А. И. Введенский
Метафизика и ее задачи
истинное и кажущееся бытие
(из книги «Логика как часть теории познания»)
В настоящее время подавляющее большинство авторов, по крайней мере те, которые не хотят пользоваться в своих рассуждениях двусмысленными словами, употребляют слово «метафизика» только в смысле учения об истинном бытии, т. е. о бытии, мыслимом в том виде, как оно существует само по себе, независимо от того, каким оно сознается нами или каким представляется нам существующим. При этом истинное бытие противопоставляется кажущемуся бытию. Под последним подразумевается бытие, мыслимое в том виде, как оно кажется или представляется нам существующим. Истинное и кажущееся бытие называется еще и другими именами. Под влиянием греческой философии первое называют ноуменами (от греческого слова «мыслимое», «умопостигаемое») или ноуменальным бытием, а второе — феноменами (от греческого слова «казаться») или феноменальным бытием. С конца же восемнадцатого века под влиянием немецкого философа Канта (1724–1804) истинное бытие называют также вещами в себе. Это перевод латинского выражения res in se или немецкого Ding an sich. Кажущееся же бытие под влиянием Канта стали называть явлениями (Erscheinung). Но надо твердо помнить, что слово «явление», когда под ним подразумевают кажущееся бытие, имеет более широкое значение, чем в естественных науках. В последних явлением называется только какая-либо перемена в вещах, но не сами вещи, напр.: падение тела, соединение химических веществ в одно сложное тело, разложение сложного тела на простые и т. п. В философии же называют всякое кажущееся бытие явлением, следов., и вещи, если они мыслятся в том виде, как они всего лишь представляются или кажутся нам, а не как существуют сами по себе.

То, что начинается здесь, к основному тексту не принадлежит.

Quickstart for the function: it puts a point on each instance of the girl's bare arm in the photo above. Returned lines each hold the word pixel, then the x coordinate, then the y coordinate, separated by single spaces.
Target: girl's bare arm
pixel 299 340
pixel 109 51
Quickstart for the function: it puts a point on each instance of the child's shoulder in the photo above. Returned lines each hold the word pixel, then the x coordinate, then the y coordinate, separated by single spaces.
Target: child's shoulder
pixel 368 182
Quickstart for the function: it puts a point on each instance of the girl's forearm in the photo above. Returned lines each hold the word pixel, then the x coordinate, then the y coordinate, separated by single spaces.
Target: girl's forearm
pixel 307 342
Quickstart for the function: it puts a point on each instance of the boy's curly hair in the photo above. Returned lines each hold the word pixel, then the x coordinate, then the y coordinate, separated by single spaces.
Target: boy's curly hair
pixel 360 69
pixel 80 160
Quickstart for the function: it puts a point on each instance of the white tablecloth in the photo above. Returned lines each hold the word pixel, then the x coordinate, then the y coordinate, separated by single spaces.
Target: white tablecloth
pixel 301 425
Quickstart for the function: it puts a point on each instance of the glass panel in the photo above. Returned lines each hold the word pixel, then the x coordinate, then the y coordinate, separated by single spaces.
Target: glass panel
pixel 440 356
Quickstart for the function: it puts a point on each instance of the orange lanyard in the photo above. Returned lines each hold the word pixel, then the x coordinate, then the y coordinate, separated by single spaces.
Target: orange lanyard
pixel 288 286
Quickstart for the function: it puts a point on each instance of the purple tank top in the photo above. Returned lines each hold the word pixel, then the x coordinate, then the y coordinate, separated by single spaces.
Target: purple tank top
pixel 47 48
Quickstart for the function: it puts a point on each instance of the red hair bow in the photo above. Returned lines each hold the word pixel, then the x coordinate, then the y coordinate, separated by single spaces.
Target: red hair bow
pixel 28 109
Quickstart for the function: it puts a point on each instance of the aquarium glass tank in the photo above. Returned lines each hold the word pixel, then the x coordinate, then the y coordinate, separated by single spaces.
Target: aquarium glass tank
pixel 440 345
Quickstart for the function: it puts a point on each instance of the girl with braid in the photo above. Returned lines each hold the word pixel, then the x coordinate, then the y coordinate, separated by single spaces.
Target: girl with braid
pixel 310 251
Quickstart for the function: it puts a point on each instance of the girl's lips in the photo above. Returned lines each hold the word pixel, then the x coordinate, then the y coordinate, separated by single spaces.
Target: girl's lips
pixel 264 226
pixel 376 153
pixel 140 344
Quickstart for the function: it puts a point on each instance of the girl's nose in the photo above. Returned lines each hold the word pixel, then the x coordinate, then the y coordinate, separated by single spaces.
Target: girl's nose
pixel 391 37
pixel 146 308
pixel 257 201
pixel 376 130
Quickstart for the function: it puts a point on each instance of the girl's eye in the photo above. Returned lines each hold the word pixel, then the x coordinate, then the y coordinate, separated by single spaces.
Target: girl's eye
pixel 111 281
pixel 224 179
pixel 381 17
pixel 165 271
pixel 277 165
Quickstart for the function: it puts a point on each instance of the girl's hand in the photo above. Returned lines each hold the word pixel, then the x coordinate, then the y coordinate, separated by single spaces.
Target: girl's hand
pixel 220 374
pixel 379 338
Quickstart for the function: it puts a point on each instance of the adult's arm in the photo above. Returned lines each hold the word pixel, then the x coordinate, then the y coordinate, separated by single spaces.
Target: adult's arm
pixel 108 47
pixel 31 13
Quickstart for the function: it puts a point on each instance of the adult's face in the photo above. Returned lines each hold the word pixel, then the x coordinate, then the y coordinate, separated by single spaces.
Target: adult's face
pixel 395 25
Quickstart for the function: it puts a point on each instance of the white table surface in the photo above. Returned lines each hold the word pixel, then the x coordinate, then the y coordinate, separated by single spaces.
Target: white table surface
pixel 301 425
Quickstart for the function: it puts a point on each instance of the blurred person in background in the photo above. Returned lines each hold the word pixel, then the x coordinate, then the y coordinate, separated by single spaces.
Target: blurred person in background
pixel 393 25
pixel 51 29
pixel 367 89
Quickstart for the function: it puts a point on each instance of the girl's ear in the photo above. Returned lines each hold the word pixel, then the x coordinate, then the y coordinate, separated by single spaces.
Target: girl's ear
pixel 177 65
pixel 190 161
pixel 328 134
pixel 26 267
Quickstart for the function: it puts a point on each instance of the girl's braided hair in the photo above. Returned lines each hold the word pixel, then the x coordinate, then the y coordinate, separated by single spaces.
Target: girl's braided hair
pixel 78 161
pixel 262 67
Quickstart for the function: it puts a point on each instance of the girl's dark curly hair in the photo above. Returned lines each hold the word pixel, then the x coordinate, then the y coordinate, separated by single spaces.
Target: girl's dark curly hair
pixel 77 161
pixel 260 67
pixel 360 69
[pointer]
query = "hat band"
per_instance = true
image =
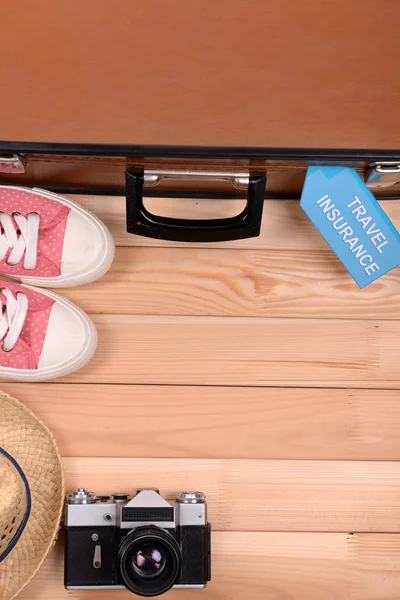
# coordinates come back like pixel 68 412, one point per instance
pixel 24 521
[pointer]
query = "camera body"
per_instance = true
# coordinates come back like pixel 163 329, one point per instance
pixel 145 544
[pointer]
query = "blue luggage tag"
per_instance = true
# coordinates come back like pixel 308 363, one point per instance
pixel 351 220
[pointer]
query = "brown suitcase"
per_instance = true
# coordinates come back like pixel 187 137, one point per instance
pixel 204 99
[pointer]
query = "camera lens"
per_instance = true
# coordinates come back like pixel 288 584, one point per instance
pixel 149 561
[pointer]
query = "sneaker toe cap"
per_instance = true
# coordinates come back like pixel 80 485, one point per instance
pixel 69 341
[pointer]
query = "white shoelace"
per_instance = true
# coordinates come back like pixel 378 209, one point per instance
pixel 13 318
pixel 26 242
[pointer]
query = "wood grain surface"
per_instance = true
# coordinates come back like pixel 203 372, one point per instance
pixel 217 422
pixel 253 283
pixel 261 495
pixel 285 226
pixel 269 566
pixel 258 372
pixel 243 351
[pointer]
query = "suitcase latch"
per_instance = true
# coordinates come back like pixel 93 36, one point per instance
pixel 12 164
pixel 383 174
pixel 238 179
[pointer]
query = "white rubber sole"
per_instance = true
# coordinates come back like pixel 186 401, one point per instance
pixel 88 275
pixel 65 368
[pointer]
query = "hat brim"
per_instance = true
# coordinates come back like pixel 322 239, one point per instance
pixel 30 442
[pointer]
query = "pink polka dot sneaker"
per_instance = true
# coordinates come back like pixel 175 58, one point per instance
pixel 42 335
pixel 50 240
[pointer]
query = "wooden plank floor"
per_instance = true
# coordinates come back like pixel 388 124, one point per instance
pixel 258 372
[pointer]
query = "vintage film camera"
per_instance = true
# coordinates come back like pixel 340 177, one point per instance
pixel 145 544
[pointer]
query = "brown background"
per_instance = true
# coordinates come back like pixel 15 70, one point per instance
pixel 203 72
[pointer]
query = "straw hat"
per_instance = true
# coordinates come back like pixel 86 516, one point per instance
pixel 31 495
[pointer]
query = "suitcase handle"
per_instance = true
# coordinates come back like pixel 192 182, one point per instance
pixel 244 225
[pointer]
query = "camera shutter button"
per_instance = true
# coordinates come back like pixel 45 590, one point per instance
pixel 120 497
pixel 191 498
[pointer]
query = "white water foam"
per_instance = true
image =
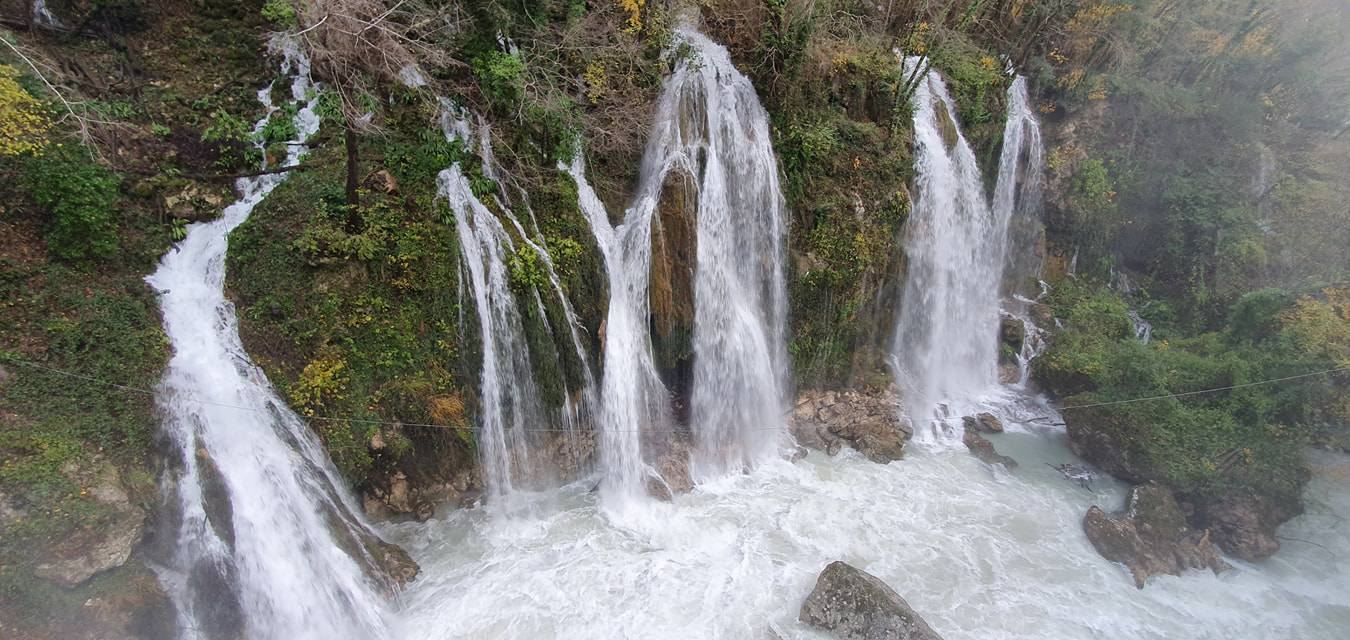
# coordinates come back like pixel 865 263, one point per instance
pixel 978 551
pixel 267 536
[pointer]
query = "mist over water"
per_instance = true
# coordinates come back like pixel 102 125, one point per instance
pixel 710 138
pixel 978 551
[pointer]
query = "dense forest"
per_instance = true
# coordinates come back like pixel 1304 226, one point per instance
pixel 1196 188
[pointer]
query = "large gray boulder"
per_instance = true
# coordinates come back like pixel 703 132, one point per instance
pixel 856 605
pixel 1150 536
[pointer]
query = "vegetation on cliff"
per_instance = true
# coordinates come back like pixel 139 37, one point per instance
pixel 1195 146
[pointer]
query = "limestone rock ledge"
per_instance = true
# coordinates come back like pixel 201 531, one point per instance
pixel 867 421
pixel 1152 536
pixel 855 605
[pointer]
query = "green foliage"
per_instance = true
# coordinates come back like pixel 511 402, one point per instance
pixel 232 138
pixel 281 124
pixel 354 313
pixel 280 12
pixel 1203 444
pixel 527 270
pixel 80 196
pixel 501 76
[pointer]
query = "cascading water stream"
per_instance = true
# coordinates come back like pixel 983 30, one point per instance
pixel 266 535
pixel 510 401
pixel 712 135
pixel 982 552
pixel 43 16
pixel 945 347
pixel 1018 197
pixel 740 292
pixel 632 394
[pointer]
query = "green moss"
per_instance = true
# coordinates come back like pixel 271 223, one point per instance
pixel 1204 444
pixel 374 292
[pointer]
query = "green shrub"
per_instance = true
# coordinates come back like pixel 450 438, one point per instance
pixel 80 196
pixel 280 12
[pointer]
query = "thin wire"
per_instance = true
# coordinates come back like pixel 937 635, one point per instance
pixel 392 423
pixel 1208 390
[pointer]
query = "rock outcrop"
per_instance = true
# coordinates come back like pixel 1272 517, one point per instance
pixel 671 466
pixel 856 605
pixel 1241 523
pixel 979 446
pixel 93 550
pixel 1152 536
pixel 867 421
pixel 984 423
pixel 1244 524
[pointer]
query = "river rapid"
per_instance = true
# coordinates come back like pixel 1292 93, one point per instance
pixel 980 552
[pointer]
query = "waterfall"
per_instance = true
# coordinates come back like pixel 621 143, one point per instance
pixel 509 405
pixel 267 538
pixel 710 134
pixel 1018 195
pixel 740 316
pixel 43 16
pixel 632 393
pixel 1018 199
pixel 960 249
pixel 945 343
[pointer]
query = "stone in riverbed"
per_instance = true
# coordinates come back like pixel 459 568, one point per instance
pixel 867 421
pixel 856 605
pixel 93 550
pixel 984 450
pixel 1150 538
pixel 1244 524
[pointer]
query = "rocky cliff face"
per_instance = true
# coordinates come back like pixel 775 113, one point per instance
pixel 867 421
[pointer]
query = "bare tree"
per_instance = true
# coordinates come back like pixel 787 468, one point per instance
pixel 362 47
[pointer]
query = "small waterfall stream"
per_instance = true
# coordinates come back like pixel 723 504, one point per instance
pixel 712 134
pixel 510 404
pixel 267 536
pixel 945 344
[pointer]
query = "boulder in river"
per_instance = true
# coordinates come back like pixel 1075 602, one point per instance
pixel 1152 536
pixel 867 421
pixel 93 550
pixel 856 605
pixel 984 450
pixel 1244 524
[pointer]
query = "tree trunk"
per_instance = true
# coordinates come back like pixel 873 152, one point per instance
pixel 353 178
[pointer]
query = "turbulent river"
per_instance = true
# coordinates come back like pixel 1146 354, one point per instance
pixel 980 552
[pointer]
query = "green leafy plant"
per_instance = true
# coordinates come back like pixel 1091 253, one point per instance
pixel 81 196
pixel 280 12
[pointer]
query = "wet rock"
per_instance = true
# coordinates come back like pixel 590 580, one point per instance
pixel 215 498
pixel 218 612
pixel 1098 440
pixel 853 604
pixel 984 450
pixel 867 421
pixel 195 203
pixel 1152 536
pixel 983 423
pixel 382 181
pixel 394 562
pixel 1011 332
pixel 671 474
pixel 1244 524
pixel 93 550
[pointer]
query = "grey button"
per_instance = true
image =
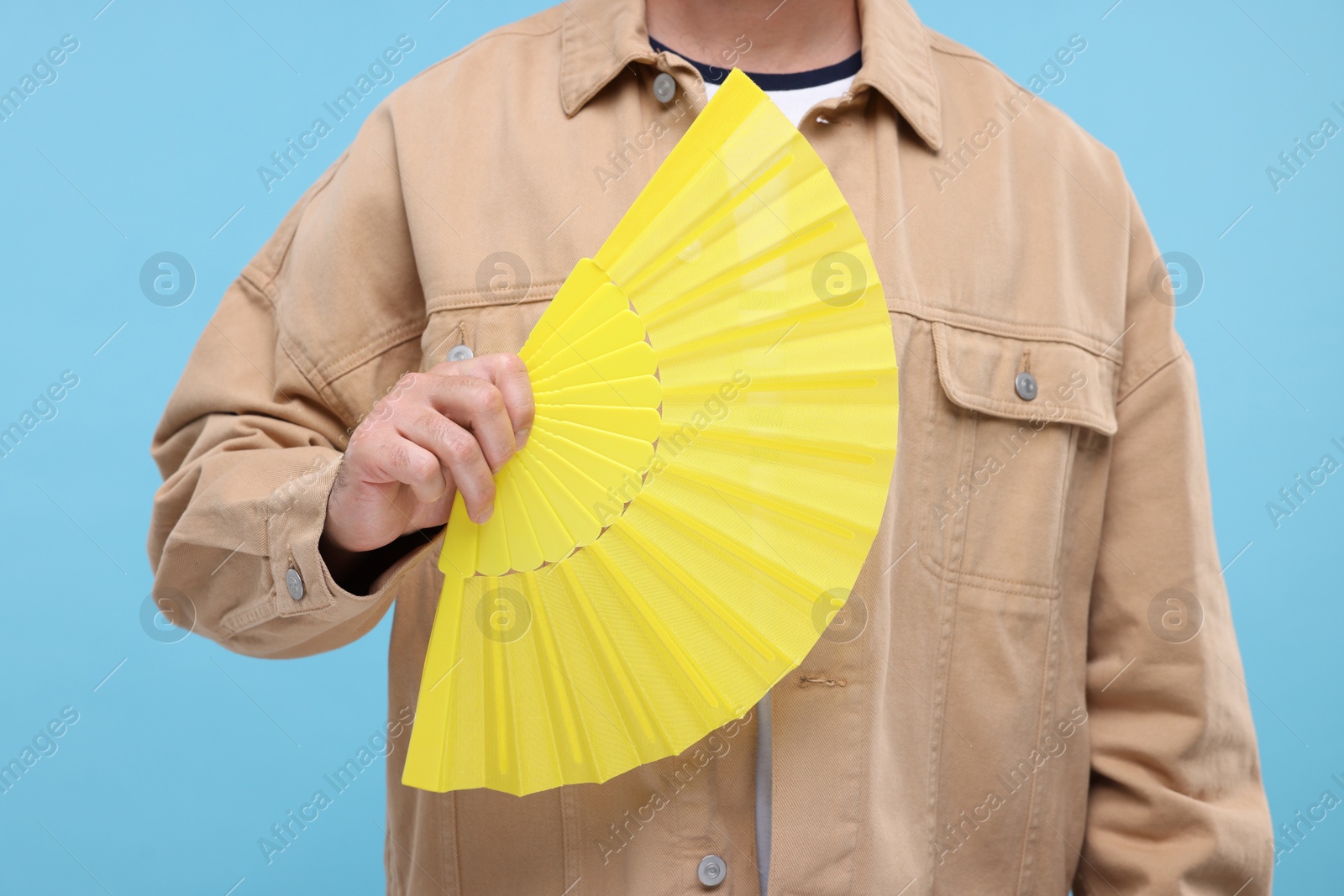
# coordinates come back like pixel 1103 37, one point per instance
pixel 1026 385
pixel 664 87
pixel 711 871
pixel 295 584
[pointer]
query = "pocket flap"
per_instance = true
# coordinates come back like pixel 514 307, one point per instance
pixel 1073 385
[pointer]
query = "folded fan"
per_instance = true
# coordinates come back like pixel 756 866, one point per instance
pixel 714 441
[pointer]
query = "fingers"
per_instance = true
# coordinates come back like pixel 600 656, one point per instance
pixel 400 459
pixel 460 453
pixel 508 375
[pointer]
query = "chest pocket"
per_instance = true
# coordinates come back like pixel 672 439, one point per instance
pixel 1005 425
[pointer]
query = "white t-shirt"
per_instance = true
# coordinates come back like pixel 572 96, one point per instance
pixel 795 93
pixel 796 102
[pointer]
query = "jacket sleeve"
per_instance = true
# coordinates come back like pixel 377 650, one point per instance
pixel 1176 802
pixel 316 328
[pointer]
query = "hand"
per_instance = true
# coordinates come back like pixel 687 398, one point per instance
pixel 434 434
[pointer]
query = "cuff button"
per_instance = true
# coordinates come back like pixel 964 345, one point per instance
pixel 1026 385
pixel 295 584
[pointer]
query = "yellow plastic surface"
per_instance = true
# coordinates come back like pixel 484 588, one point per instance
pixel 716 434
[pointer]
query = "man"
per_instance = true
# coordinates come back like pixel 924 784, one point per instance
pixel 1038 684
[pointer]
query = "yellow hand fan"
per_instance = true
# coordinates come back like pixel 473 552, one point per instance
pixel 714 441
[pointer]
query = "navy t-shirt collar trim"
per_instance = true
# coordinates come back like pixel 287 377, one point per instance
pixel 790 81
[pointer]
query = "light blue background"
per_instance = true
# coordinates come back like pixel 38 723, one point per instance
pixel 150 141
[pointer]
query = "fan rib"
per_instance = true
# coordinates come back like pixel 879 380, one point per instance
pixel 757 499
pixel 705 223
pixel 611 658
pixel 711 605
pixel 562 687
pixel 656 627
pixel 730 548
pixel 705 293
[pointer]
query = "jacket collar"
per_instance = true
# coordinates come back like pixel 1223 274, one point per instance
pixel 602 36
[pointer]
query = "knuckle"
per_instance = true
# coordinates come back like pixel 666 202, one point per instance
pixel 512 364
pixel 460 448
pixel 490 399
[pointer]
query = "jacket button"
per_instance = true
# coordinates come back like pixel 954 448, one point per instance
pixel 1026 385
pixel 295 584
pixel 664 87
pixel 711 871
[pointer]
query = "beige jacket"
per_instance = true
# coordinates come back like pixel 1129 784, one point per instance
pixel 1038 684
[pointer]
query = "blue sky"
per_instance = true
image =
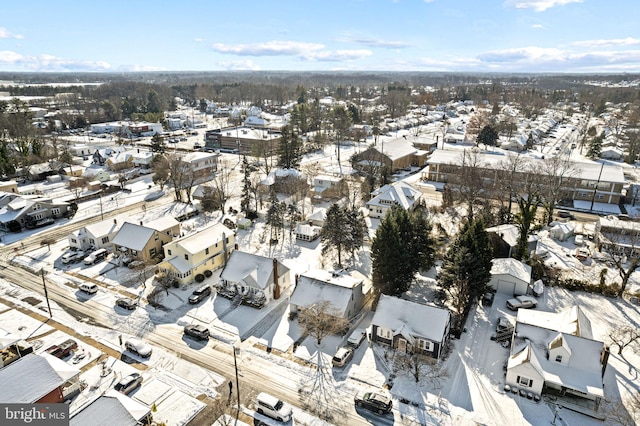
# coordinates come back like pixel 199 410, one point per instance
pixel 590 36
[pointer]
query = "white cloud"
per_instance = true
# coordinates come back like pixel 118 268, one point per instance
pixel 243 65
pixel 538 5
pixel 337 56
pixel 629 41
pixel 5 33
pixel 50 63
pixel 270 48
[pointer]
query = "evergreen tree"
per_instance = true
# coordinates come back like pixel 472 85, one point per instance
pixel 289 149
pixel 392 263
pixel 245 198
pixel 333 233
pixel 466 267
pixel 488 136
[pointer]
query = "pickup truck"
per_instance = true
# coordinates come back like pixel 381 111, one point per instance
pixel 63 349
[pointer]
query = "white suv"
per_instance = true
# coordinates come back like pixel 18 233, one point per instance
pixel 272 407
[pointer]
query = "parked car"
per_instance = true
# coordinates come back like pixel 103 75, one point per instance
pixel 565 214
pixel 138 347
pixel 129 383
pixel 197 331
pixel 63 349
pixel 90 288
pixel 96 257
pixel 127 303
pixel 272 407
pixel 342 357
pixel 356 338
pixel 72 256
pixel 523 302
pixel 199 294
pixel 375 402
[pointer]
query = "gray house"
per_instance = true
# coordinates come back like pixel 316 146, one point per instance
pixel 410 327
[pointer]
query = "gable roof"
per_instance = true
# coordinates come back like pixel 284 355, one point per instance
pixel 253 270
pixel 399 192
pixel 319 285
pixel 112 408
pixel 32 377
pixel 425 321
pixel 510 266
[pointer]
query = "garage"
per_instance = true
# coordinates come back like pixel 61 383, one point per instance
pixel 506 287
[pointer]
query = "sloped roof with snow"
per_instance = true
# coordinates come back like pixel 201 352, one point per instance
pixel 510 266
pixel 429 322
pixel 32 377
pixel 133 236
pixel 251 269
pixel 112 408
pixel 400 193
pixel 195 243
pixel 570 321
pixel 318 285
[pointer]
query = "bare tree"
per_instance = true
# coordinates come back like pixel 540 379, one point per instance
pixel 321 319
pixel 623 335
pixel 555 172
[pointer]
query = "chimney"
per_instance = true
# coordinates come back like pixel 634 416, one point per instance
pixel 276 287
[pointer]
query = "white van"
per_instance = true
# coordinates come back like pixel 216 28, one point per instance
pixel 88 288
pixel 272 407
pixel 95 257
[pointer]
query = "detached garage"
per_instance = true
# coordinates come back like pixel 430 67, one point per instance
pixel 510 276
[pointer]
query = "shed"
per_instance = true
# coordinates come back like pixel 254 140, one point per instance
pixel 510 276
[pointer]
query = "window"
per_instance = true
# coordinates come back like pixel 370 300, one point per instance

Однако не следует думать, будто бы понятия истинного и кажущегося бытия созданы метафизикой. Напротив, они от нее получили только свои разные названия, а возникают они, но без определенного названия, еще раньше всякой метафизики. Более того, оттого-то и возникает сама метафизика, что эти понятия существуют еще раньше ее возникновения. Это они заставляют ее возникнуть. Происходит это следующим образом: наблюдая бытие, как оно дано нам в опыте, мы сначала, конечно, относимся ко всем данным опыта с полным доверием. Сначала мы вполне убеждены, что все они образуют собою истинное бытие. Но постепенно мы встречаем ряд фактов, внушающих нам подозрение: таково ли истинное бытие, как то, которое дано нам в опыте? Напр.: нам кидается в глаза, что та самая вещь, которая одним человеком чувствуется как теплая, другим чувствуется как холодная. Или: человек, отличающийся той особенностью зрения, которая называется дальтонизмом, видит спелую ягоду земляники и лист земляники одинаково окрашенными, причем никак не узнаешь, какой именно цвет имеют в его глазах и лист, и ягода: тот ли, который другие люди называют красным, или же тот, который — зеленым, или же какой-нибудь неведомый третий. Сам дальтонист может только сказать, что и лист, и ягода одного цвета, описать же этот цвет, конечно, нельзя; ведь цвет настолько неописуем, что слепорожденных никакими описаниями нельзя довести до знания цвета. Но как бы ни стояло дело, несомненно, что либо ягода земляники, либо ее лист для дальтониста окрашены не в такой цвет, как для других людей. А разве могла бы одна и та же вещь быть сразу и теплой и холодной, окрашенной для дальтониста в один, а для других людей в другой цвет, если бы она воспринималась нами в опыте в том виде, в каком она существует и в действительности? Кроме того, есть множество других фактов, которые возбуждают то же самое подозрение: таковы ли вещи в действительности, какими они нам кажутся данными в опыте? Распространяться об этих фактах в настоящую минуту нет никакой надобности. И без того ясно, что упомянутое подозрение принуждает философию уже при самом ее возникновении заняться исследованием истинного бытия.
Такого исследования, очевидно, никак нельзя избежать при построении научно переработанного мировоззрения. Этим и объясняется тот исторический факт, что оно тотчас же было начато, как только возникла философия в Европе; ибо она тотчас же стала утверждать, что хотя вещи и кажутся нам существенно разнородными, но в действительности все они служат лишь видоизменениями единого всеобщего начала (милетская школа), а вместе с тем стала обвинять наши чувства в беспрерывном обмане, в который они вводят всех людей поголовно, показывая им существующим то, чего в действительности нет (элейская и гераклитовская школы и т. д.).
На основании же всего сказанного ясно, что главные задачи метафизики сводятся к трем следующим вопросам:
1. Составляет ли истинное бытие, т. е. вещи в себе, то же самое, что и данные опыта, или же оно отличается от них?